Two of the last three weekends I’ve been ridiculously sick. You know, stomach bug sickness, of the kind where you lay on the bathroom floor at 3 a.m. thinking you most definitely is dying. Nothing is supposed to be that awful and painful and disgusting. One night I even had Josh call an ambulance, when I REALLY thought I was dying. My hole body was literally cramping. That’s what happens just before you die, right?!! Well, it turned out I had just been hyperventilating for too long, due to all the vomiting, and that, apparently, causes the body to cramp. So yeah, I survived. Twice.

The following days I was very weak and tired, and that’s when Abby stepped her empathy game right up. It’s nothing new that she does these things, but this time I really noticed it and appreciated it. I might even have shed an emotional tear in there in my sickbed, when she came in and did nothing but look at me and kiss my hand. Kisses make everything better.

Sadly, kisses aren’t enough to cure real sickness, so she also brought me cucumber and biscuits and plenty of water. I could even have some from her drink bottle if I liked. Nothing out of the ordinary, really. What makes it special is the look on her face in those situations. There is no doubt in the world, that it hurts her deep inside to witness someone else in pain. It makes her feel terrible and she will do anything to help and “make it aaaaaaaall better”.

Also, her ability to switch from a terrorizing toddler to a caring and helpful little girl, as soon as she realizes someone else is not okay, is amazing to witness – and every time it happens, I get confirmed that, despite her tantrums and crazy fits, she is pretty much emotionally on track. Such a relief.

During the week, I have daily been met with a “Good morning, are you better, mummy?” Today I could finally tell her, that I’m back to normal. That made her very happy…

Now, the above is just one tiny example of all the times where this little person over floats with care and emotions for other people.

After my parents left for Denmark, I was an emotional wreck and I could and would not hide from Abby, that I was very sad. Abby was also sad those days, but she assured me, that it would all be okay, and we would soon fly to mormor’s house on a big aeroplane.

She also gets very upset, when she can hear the neighbour boy cry, or any other child cry, for that matter. She wants to help them out, because “no-one is supposed to be sad”.

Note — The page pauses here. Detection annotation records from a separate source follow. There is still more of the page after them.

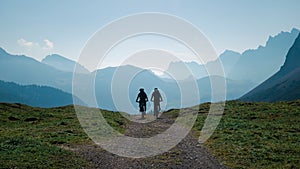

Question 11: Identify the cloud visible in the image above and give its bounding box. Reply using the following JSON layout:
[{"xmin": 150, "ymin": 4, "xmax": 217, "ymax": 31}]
[
  {"xmin": 17, "ymin": 38, "xmax": 39, "ymax": 48},
  {"xmin": 43, "ymin": 39, "xmax": 54, "ymax": 49},
  {"xmin": 17, "ymin": 38, "xmax": 54, "ymax": 50}
]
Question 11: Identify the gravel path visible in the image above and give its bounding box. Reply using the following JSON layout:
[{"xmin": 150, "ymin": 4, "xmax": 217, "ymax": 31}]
[{"xmin": 69, "ymin": 113, "xmax": 226, "ymax": 169}]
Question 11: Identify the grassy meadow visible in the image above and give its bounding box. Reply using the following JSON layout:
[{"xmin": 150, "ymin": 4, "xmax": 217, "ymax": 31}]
[{"xmin": 0, "ymin": 100, "xmax": 300, "ymax": 168}]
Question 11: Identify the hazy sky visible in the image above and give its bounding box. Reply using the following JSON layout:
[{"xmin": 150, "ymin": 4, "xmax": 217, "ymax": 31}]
[{"xmin": 0, "ymin": 0, "xmax": 300, "ymax": 69}]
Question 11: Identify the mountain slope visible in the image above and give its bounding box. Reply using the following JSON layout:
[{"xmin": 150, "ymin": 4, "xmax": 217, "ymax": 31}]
[
  {"xmin": 42, "ymin": 54, "xmax": 89, "ymax": 74},
  {"xmin": 0, "ymin": 49, "xmax": 72, "ymax": 92},
  {"xmin": 0, "ymin": 81, "xmax": 84, "ymax": 107},
  {"xmin": 241, "ymin": 34, "xmax": 300, "ymax": 101},
  {"xmin": 226, "ymin": 29, "xmax": 299, "ymax": 84}
]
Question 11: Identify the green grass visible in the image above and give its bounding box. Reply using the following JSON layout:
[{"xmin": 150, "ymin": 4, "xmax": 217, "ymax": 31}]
[
  {"xmin": 0, "ymin": 101, "xmax": 300, "ymax": 168},
  {"xmin": 194, "ymin": 101, "xmax": 300, "ymax": 168},
  {"xmin": 0, "ymin": 103, "xmax": 128, "ymax": 168}
]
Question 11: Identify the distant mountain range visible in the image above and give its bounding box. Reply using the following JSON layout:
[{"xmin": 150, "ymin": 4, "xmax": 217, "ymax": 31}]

Today, Josh had a migraine. Abby went and found the thermometer all by herself and gave it to him, because that’s what you need, when you’re sick, right? “For your fever, daddy. It will make you better.”

The list could go on and on, but I think my point is clear by now; Abby is an awesome human being and I could not be any more proud of her for it.

Maybe it’s natural for children to have and show this amount of empathy. Maybe it’s the surrounding environment that ruins it on their journey towards grown-up-ness. If so – shame on the environment.
I know it is not a matter of course for grown-ups to have so much empathy, none-the-less to show it and put it into action like Abby does. I, for sure, don’t consider myself to be very good a showing empathy, but I do try my best to break down my emotional barriers, and even I, at the age of 33, is learning to be a better person these days. And Abby’s the best teacher I could get!

So yeah, we’ll worry about learning to count to 10 later. For the time being we focus on the important things around here. Such as showing empathy – and getting those 10.000 hours of tennis practice in the book.